Structure and Dynamics of the Superprotonic Conductor Caesium Hydrogen Sulfate, CsHSO4

Abstract

We have investigated caesium hydrogen sulfate, CsHSO4, in all three of its ambient pressure phases by total scattering neutron diffraction, inelastic neutron scattering (INS) and Raman spectroscopies and periodic density functional theory calculations. Above 140 °C, CsHSO4 undergoes a phase transition to a superprotonic conductor that has potential application in intermediate temperature fuel cells. Total scattering neutron diffraction data clearly show that all the existing structures of this phase are unable to describe the local structure, because they have either partial occupancies of the atoms and/or non-physical O–H distances. Knowledge of the local structure is crucial because it is this that determines the conduction mechanism. Starting from one of the previous models, we have generated a new structure that has no partial occupancies and reasonable O–H distances.

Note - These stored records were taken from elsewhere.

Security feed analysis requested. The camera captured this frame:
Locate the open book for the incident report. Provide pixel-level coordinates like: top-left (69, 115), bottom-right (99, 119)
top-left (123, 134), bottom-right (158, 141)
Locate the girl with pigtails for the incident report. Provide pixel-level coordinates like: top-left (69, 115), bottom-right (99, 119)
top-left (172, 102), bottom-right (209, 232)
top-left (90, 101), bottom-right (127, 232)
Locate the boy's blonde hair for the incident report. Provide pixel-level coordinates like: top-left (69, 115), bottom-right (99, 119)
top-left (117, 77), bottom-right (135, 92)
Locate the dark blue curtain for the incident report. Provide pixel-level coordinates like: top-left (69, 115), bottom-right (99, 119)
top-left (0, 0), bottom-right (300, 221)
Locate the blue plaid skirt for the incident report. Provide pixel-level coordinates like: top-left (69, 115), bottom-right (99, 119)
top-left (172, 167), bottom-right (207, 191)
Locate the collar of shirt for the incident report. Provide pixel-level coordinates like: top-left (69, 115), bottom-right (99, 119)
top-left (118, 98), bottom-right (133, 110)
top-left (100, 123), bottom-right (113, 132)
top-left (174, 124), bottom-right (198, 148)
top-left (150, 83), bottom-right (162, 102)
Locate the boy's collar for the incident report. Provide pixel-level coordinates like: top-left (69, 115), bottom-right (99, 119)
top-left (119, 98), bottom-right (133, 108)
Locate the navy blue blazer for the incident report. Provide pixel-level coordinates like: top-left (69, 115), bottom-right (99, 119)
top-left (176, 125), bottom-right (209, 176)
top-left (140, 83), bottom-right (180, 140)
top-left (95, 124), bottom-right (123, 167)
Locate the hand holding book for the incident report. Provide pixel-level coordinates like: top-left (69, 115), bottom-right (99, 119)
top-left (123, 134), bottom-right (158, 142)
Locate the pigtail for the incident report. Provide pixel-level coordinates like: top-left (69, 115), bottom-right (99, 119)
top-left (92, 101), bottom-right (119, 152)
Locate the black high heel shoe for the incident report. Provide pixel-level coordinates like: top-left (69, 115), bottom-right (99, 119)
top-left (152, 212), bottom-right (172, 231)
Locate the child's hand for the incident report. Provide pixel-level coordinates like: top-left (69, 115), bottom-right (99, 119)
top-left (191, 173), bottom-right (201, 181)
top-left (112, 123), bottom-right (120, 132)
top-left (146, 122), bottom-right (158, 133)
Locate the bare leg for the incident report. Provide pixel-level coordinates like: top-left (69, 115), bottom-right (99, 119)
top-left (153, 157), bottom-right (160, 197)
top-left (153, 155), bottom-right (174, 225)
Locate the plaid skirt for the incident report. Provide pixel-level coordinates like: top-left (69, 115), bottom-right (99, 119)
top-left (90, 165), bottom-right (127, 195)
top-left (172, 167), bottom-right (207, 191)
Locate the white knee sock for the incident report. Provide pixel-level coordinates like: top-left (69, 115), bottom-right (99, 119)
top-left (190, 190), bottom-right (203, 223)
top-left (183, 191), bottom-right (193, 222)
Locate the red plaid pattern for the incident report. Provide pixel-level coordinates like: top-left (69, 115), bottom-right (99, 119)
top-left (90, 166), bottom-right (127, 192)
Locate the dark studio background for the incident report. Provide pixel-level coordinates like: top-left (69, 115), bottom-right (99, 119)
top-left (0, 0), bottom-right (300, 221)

After geometry optimisation, the calculated radial distribution function is in reasonable agreement with the experimental data, as are the calculated and observed INS and Raman spectra. This work is particularly notable in that we have measured INS spectra in the O–H stretch region above room temperature, which is extremely rare. The INS spectra have the enormous advantage that the electrical anharmonicity that complicates the infrared spectra is absent and the stretch modes are plainly seen.